The path from initial cognitive concern to confirmed diagnosis and treatment initiation involves multiple steps where there are opportunities for improved care. From symptom recognition to primary care evaluation through specialty referral, there are multiple areas for enhanced coordination to ensure timely access to care.1 Recent clinical practice guideline updates reinforce frameworks to address these challenges.2
The referral gap represents a large source of patient loss. Substantial numbers of individuals screened for cognitive impairment in primary care never complete specialist evaluation.2 Factors contributing to this attrition include patient reluctance to pursue diagnosis, logistical barriers such as transportation and appointment availability, primary care uncertainty about when referral is appropriate, patient-reported lack of awareness of diagnosis, and extensive wait times for a specialist visit.1,2 Neurologists can address this through proactive primary care partnerships that establish clear referral thresholds and provide consultation support for borderline cases.2 The development of digital screening platforms has the possibility to expand testing to under-resourced populations and mitigate health disaprities.3,4 Offering care coordination services, patient and caregiver education, and expedited appointment pathways for patients with positive cognitive screening and biomarker evidence of pathology reduces the window during which patients may reconsider or deprioritize follow-through.1
Once patients reach specialty care, the interval between initial consultation and definitive diagnosis creates a second attrition opportunity.2 Traditional diagnostic pathways requiring amyloid PET imaging or lumbar puncture introduce delays and potential patient dropout.4 Blood-based biomarkers streamline this process, enabling same-visit or rapid turnaround confirmation of amyloid pathology.5 This acceleration maintains patient engagement and allows treatment discussions to occur while motivation remains high. Additionally, by minimizing visit frequency upfront, providers can help overcome transportation-related barriers to care.
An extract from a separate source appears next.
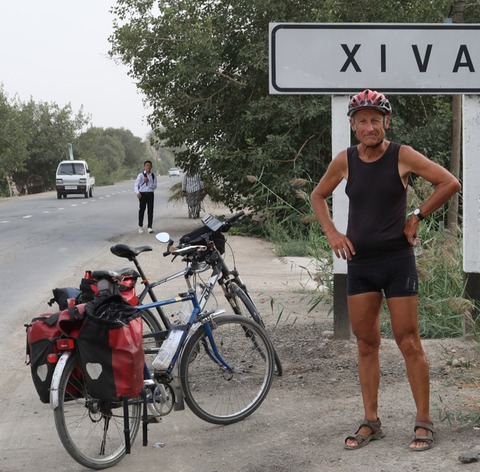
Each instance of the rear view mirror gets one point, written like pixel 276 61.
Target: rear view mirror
pixel 163 237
Post-diagnosis treatment initiation represents a third critical juncture in the care continuum. Patients and families may express hesitancy about commencing amyloid-targeting therapy due to infusion requirements, monitoring protocols, or risk considerations.6 Transparent discussion of benefits, including data demonstrating slowed cognitive decline and prolonged functional independence, helps frame treatment decisions appropriately.6 Providing realistic expectations about treatment burden while emphasizing the time-limited nature of optimal intervention windows encourages timely decision-making. Systematically addressing attrition at each stage, clinicians maximize the proportion of eligible patients who benefit from disease-modifying approaches.